Global best practice demonstrates possibility

International experience shows that well‑governed public sector digitisation delivers measurable economic and institutional gains.

Estonia offers a leading example, having transformed public administration through the end‑to‑end digitalisation and automation of core government processes.

By building an integrated digital infrastructure, Estonia has created a more responsive public sector, improved citizen satisfaction, and strengthened trust in state institutions.

Today, the country saves an estimated 2 percent of GDP annually through digital signatures and streamlined public services, while integrating artificial intelligence to further enhance service delivery and operational efficiency.

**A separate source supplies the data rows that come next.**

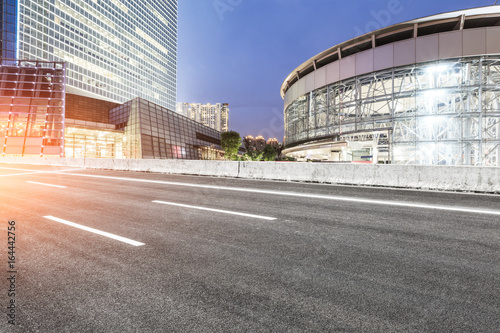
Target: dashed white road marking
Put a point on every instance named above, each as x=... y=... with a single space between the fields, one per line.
x=215 y=210
x=95 y=231
x=52 y=185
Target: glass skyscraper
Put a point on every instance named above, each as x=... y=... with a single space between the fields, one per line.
x=115 y=50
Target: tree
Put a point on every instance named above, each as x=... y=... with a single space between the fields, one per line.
x=230 y=143
x=268 y=154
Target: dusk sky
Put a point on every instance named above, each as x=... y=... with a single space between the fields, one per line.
x=240 y=51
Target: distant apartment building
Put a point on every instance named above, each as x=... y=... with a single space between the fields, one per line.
x=215 y=116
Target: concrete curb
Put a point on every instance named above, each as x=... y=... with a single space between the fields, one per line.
x=446 y=178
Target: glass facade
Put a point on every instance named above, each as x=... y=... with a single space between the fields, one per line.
x=445 y=112
x=115 y=49
x=154 y=132
x=80 y=142
x=32 y=108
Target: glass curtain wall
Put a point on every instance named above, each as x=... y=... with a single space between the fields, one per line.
x=155 y=132
x=32 y=108
x=437 y=113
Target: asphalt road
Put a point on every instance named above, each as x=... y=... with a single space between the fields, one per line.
x=316 y=258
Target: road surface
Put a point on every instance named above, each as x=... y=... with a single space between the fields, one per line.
x=109 y=251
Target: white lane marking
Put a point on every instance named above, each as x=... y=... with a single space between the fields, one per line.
x=95 y=231
x=28 y=181
x=301 y=195
x=215 y=210
x=31 y=172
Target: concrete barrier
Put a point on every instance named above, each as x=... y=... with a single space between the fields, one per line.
x=449 y=178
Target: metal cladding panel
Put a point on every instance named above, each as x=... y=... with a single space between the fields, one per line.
x=427 y=48
x=404 y=52
x=310 y=81
x=333 y=72
x=364 y=62
x=383 y=57
x=320 y=78
x=474 y=42
x=293 y=92
x=493 y=40
x=348 y=67
x=450 y=44
x=301 y=87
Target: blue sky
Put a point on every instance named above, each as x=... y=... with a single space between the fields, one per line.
x=240 y=51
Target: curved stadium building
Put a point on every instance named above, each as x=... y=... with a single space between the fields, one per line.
x=426 y=91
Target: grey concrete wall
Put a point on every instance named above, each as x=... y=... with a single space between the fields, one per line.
x=451 y=178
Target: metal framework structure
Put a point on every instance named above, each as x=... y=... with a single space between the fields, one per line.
x=441 y=112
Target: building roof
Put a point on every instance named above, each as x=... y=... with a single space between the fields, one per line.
x=456 y=20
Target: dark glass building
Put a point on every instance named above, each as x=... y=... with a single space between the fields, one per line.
x=32 y=108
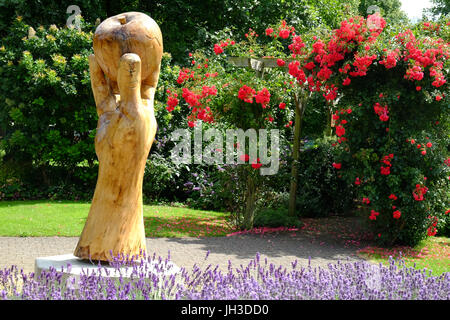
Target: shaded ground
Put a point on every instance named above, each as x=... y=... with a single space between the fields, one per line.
x=320 y=241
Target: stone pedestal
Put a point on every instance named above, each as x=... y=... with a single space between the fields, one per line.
x=73 y=267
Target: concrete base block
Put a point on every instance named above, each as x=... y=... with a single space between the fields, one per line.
x=73 y=267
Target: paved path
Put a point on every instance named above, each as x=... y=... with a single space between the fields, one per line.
x=279 y=248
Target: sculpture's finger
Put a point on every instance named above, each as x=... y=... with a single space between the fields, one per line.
x=104 y=99
x=129 y=80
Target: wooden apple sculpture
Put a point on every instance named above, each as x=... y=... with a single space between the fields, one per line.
x=124 y=73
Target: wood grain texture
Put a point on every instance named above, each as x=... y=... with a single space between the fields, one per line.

India has similarly developed one of the world’s most advanced digital public infrastructures. The country’s information technology sector already contributes approximately 13 percent to the GDP, with projections for the digital economy reaching 20 percent by 2030. Through its Digital Public Infrastructure and India AI Mission, the country is scaling innovation by providing affordable AI compute capacity to entrepreneurs, researchers, and businesses at significantly reduced costs.

These examples underscore a clear lesson: digital public infrastructure must be built as a platform for long‑term transformation.

Success depends on sustained investment in people, institutions, and governance frameworks, not just technology systems.

This ensures that digitisation simplifies the relationship between citizens and the state rather than replicating legacy inefficiencies in digital form.

Public-Private partnerships enable the shift to e‑governance

The E‑Governance Bill establishes the policy foundation for a digitally enabled Nigeria, underpinned by execution partnerships that bring together technology, capability and global best practice.

Microsoft is advancing this transition through targeted investments in skills and building institutional capacity.

Initiatives such as Digital Skills Nigeria, the 3MTT programme, and strategic engagements with the Ministry for Communications, Innovation and Digital Economy, the National Information Technology Development Agency and the Nigeria Data Protection Commission, have been instrumental to the success of reaching over 6 million Nigerians with critical digital and AI skills and certifying over 150k to date.

Beyond skills, Microsoft is advancing the adoption of secure, scalable cloud infrastructure and interoperable digital platforms that underpin next-generation e-government systems. Through Microsoft Azure and its suite of AI-powered services, governments and startups are enabled to unlock the full value of data, driving more agile, inclusive, and citizen-centric public service delivery.

This is complemented by enterprise-grade security capabilities and a principled approach to Responsible AI, grounded in transparency, accountability, and governance frameworks that help build trust, strengthen resilience, and support the long-term sustainability of digital public services.

Ultimately, public sector digitisation is not a technology challenge alone; it is a leadership, governance and capability imperative enabled by technology.

Embedding digital‑first principles across public administration reduces economic friction, expands inclusion and positions Nigeria as a regional leader in Africa’s digital transformation journey.